Ineleggibilità di Berlusconi e legge elettorale al centro del dibattito politico. Da un lato c’è il rinvio “a data da destinarsi” della seduta della giunta delle elezioni al Senato sulla questione che riguarda il Cavaliere. Secondo una legge del 1957 i concessionari dei beni dello Stato sono ineleggibili in Parlamento. Il nodo del contendere, irrisolto dal 1994, è che Berlusconi è proprietario di Mediaset, concessionario dei diritti tv, ma non la gestisce direttamente. A tornare in primo piano è anche il tema della nuova legge elettorale. Per Renato Brunetta, capogruppo del Pdl alla Camera, “c’è un accordo nella maggioranza per fare una riforma minimalista che ricontestualizzi il Porcellum”. Ilsussidiario.net ha intervistato il costituzionalista Stelio Mangiameli.
Partiamo dalla questione dell’ineleggibilità di Berlusconi. Ritiene che la questione sia fondata?
La questione dell’eleggibilità di Berlusconi è stata posta a partire dal 1994, anche durante il periodo in cui vi erano maggioranze di centrosinistra in Parlamento. E’ stata sempre risolta nel senso che il Cavaliere è perfettamente eleggibile in virtù della distinzione tra proprietà di Mediaset, che è sua, e gestione, che è in mano ad altri. Affermare che siano ineleggibili tutti coloro che possiedono azioni di una qualunque società concessionaria, significa trasformare completamente il concetto alla base della legge del 1957. Berlusconi dunque è perfettamente eleggibile.
Che cosa ne pensa del fatto che il tema dell’ineleggibilità torna alla ribalta dopo 19 anni di presenza ininterrotta di Berlusconi in Parlamento?
Nella prassi del diritto parlamentare, un qualunque precedente fa stato. Ricordo che quello parlamentare è un diritto che non si può facilmente portare davanti ai giudici, perché le Camere godono di una completa autonomia decisionale in ordine alla verifica dei poteri e ai temi dell’ineleggibilità e dell’incompatibilità. Tutte le questioni di questo tipo si risolvono solo all’interno delle Camere, le quali altrimenti subirebbero l’interferenza di un altro potere. La prassi parlamentare ha fornito un’interpretazione che esclude in modo netto l’ineleggibilità di Berlusconi.
Quindi lei non ha dubbi?
Se anche vi fossero dubbi, le cause limitative dell’ineleggibilità, dal momento che riguardano un diritto di partecipazione politica, non devono essere interpretate in modo estensivo ma in modo restrittivo. Quindi l’interpretazione che vuole fare passare Grillo e una parte del Pd risulterebbe totalmente in contrasto anche con il principio che nel dubbio va favorita la partecipazione.

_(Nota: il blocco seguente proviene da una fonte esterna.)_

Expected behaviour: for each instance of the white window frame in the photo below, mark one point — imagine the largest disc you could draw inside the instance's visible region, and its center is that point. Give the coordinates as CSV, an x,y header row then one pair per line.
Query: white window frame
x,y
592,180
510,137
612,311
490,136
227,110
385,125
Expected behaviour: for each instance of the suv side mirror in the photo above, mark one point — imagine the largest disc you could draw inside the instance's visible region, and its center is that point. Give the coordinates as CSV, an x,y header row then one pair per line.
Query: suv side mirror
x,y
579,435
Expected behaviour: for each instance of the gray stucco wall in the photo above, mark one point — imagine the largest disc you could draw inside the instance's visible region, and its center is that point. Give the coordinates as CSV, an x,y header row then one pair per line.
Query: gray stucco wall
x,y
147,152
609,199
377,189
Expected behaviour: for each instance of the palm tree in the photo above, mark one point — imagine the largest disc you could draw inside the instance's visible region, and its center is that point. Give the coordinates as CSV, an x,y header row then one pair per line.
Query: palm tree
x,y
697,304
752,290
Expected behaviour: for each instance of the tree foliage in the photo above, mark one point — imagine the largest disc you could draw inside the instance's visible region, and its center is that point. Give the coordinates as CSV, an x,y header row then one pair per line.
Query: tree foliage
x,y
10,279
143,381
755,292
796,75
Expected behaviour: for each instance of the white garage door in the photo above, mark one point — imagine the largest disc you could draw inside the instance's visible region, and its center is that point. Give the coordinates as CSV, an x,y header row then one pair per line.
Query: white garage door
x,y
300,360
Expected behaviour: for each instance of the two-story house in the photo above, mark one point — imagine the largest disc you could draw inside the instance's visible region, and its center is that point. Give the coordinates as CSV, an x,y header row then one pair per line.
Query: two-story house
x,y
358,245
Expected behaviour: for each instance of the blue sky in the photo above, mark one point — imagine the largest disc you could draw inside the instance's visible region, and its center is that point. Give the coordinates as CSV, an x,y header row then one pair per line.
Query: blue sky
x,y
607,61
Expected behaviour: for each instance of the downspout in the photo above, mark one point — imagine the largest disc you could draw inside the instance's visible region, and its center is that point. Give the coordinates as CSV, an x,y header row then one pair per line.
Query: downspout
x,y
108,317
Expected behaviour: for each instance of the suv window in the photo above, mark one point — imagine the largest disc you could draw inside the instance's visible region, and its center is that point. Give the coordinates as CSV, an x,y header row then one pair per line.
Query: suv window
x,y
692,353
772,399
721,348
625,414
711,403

Passiamo alla legge elettorale. Per Quagliariello, andrebbe modificata solo dopo la riforma della Costituzione …
Se si ha intenzione di modificare la forma di governo, allora ha senso che la riforma della legge elettorale subentri in un secondo momento. In base al fatto che nella Costituzione sarà inserito il presidenzialismo o un’altra forma, decideremo di fare una legge elettorale corrispondente. Se al contrario conserviamo l’attuale forma, è possibile modificare subito la legge elettorale, che ha indubbiamente qualche difetto sia pure non estremo.
Quali sono questi difetti che vanno corretti?
Il problema di fondo è che questa volta la legge non ha funzionato perché siamo passati da un sistema politico bipolare a uno “quadripolare”. Le forze in campo sono Pdl, Pd, M5S e Scelta civica. Una legge tarata sul bipolarismo in una situazione del genere non può funzionare. Se si prende atto che la presenza di quattro poli si è consolidata, bisogna togliere il premio di maggioranza perché comunque si avrà sempre bisogno di governi di coalizione.
Lei rinuncerebbe a priori a una maggioranza basata su un solo schieramento?
Il punto è che è inutile alterare la proporzionalità con un premio di maggioranza, se poi non si raggiunge la governabilità. Qualsiasi legge elettorale si basa su due pilastri: il principio di rappresentanza, cui corrisponde il criterio proporzionale, e quello di governabilità, che è esaltato dal sistema maggioritario. La mia proposta è quindi quella di introdurre un sistema maggioritario a collegi uninominali a singolo o a doppio turno. In alternativa, se vogliamo puntare sul proporzionale, è possibile pensare a una clausola di sbarramento per i partiti al di sotto del 5%.